Based on research from his forthcoming book The Root of All Evil: The Irish Boundary Commission, due to be published in May by Irish Academic Press, Dr Cormac Moore’s talk will look at why the Irish Boundary Commission, a key component of the 1921 Anglo-Irish Treaty, ended up being disbanded in 1925, leaving the border in Ireland as it was, as it still is.

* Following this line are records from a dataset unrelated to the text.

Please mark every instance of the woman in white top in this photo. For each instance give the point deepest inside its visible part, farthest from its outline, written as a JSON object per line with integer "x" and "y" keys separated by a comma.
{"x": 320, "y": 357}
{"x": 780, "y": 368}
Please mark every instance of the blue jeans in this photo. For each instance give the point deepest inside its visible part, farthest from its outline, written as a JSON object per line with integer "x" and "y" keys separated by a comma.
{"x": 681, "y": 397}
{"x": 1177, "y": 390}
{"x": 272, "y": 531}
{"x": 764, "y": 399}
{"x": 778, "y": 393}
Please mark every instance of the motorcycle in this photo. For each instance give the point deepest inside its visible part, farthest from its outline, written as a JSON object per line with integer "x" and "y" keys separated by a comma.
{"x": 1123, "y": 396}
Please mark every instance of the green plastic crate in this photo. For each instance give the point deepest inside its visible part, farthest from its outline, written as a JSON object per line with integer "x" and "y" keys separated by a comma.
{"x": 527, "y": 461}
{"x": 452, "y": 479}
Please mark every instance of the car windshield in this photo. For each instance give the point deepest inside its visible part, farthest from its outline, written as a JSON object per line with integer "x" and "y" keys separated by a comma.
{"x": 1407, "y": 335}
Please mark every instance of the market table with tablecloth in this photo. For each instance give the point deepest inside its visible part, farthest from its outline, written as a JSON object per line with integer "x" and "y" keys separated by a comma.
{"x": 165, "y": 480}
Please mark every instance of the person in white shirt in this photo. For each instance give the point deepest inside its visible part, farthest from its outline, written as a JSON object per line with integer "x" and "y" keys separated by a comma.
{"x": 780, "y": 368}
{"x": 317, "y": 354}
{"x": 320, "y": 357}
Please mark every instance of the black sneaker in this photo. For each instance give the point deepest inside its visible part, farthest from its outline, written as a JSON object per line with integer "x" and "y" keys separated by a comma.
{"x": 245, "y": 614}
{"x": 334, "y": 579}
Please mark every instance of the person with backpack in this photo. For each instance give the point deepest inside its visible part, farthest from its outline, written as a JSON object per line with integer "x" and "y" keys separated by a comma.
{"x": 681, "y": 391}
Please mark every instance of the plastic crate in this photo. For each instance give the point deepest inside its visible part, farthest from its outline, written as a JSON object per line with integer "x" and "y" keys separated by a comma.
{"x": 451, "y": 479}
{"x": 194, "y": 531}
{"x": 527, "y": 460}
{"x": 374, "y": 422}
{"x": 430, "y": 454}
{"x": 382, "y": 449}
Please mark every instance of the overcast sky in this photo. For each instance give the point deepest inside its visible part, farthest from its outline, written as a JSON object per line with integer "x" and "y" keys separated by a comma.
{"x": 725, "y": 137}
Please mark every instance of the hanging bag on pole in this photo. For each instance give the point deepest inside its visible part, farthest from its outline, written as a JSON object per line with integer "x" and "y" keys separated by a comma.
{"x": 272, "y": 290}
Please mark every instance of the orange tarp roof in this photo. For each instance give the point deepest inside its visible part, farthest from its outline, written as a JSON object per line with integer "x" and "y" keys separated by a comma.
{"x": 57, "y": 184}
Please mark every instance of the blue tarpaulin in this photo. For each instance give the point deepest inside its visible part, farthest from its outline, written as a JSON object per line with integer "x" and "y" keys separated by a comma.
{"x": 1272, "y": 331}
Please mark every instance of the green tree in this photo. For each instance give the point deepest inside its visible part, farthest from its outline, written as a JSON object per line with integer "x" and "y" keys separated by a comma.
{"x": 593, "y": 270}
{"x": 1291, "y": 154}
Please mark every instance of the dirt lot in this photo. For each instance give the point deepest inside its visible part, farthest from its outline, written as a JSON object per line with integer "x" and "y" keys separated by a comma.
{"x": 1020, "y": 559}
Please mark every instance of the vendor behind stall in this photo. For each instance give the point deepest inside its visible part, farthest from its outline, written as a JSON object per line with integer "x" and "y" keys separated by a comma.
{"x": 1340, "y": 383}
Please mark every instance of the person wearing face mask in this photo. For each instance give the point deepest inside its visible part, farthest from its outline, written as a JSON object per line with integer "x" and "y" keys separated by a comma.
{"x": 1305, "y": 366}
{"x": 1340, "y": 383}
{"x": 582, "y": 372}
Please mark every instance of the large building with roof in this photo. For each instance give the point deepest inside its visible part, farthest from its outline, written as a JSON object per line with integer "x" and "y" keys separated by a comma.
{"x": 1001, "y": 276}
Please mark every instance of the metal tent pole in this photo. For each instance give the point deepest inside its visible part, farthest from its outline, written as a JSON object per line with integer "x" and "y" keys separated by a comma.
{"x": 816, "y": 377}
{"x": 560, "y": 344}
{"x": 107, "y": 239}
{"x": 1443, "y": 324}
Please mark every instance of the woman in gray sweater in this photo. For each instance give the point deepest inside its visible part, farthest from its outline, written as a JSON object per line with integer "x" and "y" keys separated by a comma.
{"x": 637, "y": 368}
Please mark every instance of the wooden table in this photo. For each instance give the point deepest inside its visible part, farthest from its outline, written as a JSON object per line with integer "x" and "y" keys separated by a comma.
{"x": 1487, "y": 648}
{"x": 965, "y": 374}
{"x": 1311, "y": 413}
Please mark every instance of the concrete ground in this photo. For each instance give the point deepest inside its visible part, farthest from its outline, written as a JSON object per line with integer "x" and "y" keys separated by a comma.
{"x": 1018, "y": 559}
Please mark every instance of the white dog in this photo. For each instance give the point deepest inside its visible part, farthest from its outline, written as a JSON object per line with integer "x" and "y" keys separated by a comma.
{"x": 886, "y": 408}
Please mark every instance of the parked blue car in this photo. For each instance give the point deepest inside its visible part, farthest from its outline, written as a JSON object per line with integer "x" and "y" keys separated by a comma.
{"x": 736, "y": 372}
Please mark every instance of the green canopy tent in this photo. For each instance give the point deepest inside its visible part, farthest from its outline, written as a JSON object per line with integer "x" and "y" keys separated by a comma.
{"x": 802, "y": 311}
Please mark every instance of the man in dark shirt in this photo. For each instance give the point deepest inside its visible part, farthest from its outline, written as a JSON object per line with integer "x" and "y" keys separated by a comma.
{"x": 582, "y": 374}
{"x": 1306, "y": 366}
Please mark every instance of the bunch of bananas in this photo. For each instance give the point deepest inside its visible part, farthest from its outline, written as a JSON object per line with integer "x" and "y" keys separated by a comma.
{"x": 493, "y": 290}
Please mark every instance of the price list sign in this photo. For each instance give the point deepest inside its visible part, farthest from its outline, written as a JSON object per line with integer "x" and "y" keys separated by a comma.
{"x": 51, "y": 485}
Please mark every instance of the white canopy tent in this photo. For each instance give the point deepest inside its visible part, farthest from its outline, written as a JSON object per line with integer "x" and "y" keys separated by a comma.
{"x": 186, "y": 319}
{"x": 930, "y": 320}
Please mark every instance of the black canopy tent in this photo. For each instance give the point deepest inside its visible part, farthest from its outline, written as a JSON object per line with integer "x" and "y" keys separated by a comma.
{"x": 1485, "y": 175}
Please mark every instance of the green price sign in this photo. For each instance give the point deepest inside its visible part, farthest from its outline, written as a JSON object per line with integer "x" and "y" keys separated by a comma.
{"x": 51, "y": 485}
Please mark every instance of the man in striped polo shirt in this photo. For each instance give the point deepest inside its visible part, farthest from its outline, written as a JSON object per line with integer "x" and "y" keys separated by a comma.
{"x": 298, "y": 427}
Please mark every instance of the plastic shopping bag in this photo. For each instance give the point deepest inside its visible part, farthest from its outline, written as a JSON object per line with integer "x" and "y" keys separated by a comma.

Dr Cormac Moore is Historian in Residence for the Dublin South East area of Dublin City Council. He has published widely on Irish history, including the books, Birth of the Border: The Impact of Partition in Ireland (2019), The Irish Soccer Split (2015), The GAA V Douglas Hyde: The Removal of Ireland’s First President as GAA Patron (2012) and Laois: The Irish Revolution, 1912-1923 (2025). He is also an editor of the Atlas of Irish Sport with John Crowley, Mike Cronin and Charlie Roche, due to be published in the near future as one of Cork University Press’s hugely successful atlases. He is a columnist with the Irish News as well as editing its daily “On This Day” column.
Professor Margaret O’Callaghan works in the School of History, Anthropology, Philosophy and Politics at Queen’s University Belfast. Her interests are in Irish political thought, the politics of Irish literature, British high politics, the politics of commemoration and memory, and modern Irish cultural and political history. She has published widely in all of these areas.